2010年9月9日の中日戦(甲子園)。西村さん(手前)は左翼から右翼へ移動する。チームの窮地を救った【拡大】

 宜野座キャンプに、トラ番たちの休みカバーを兼ねて“助っ人”として出張しているデスク阿部祐亮は、本人いわく「ここでは僕は4番目のトラ番」。菊地峻太朗がメイン球場で打者を、ベテラン三木建次がブルペンで投手を、司令塔役のサブキャップ新里公章が全体をみている中、“隙間”をぬってサブグラウンドをウロウロしているとき、なつかしい顔に再会しました。

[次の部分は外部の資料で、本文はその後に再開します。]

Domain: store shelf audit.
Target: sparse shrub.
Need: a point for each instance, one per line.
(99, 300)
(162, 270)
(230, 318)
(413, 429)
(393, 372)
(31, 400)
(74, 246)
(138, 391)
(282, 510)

 「久しぶりやねえ。思い出すなあ。『ライト西村、レフト西村』の真弓スペシャル」

 「アハハ、いきなりそれですか。でも、ファンのみなさんの記憶にも、それが一番残っていますよね」

 阿部が声をかけた相手は西村憲さん、34歳。2009年から14年まで阪神に在籍し、通算95試合に登板して8勝4敗15ホールド、防御率3・70。独立リーグなどを経て現在は沖縄・うるま市を拠点とする社会人チーム「エナジック」に投手兼任コーチとして所属しています。テレビ大阪のタイガース特番「猛虎大作戦」(3月13日放送予定)のリポーターを依頼されたそうで、この日は梅野と藤浪のインタビューに来ていたのでした。

 阪神在籍時は藤川、榎田(現西武)らとともにセットアッパーとして活躍した右腕ですが、ファンの記憶にもっとも残っているハイライトシーンは、阿部とのやり取りの通り、あの試合でしょう。

 2010年9月9日の中日戦(甲子園)。0・5ゲーム差で迎えた首位攻防戦は、負ければ2位転落の阪神が1-2の九回に追いつき、延長に突入。しかし、十回1死満塁の絶好機で浅井が遊直。一走のブラゼルが当たりにつられて飛び出し、戻りきれずに併殺になった上に、判定に激高して一塁塁審に暴言をはき、退場処分に。九回までにベンチ入り野手全員を使い切っていた阪神は大ピンチに陥ったのです。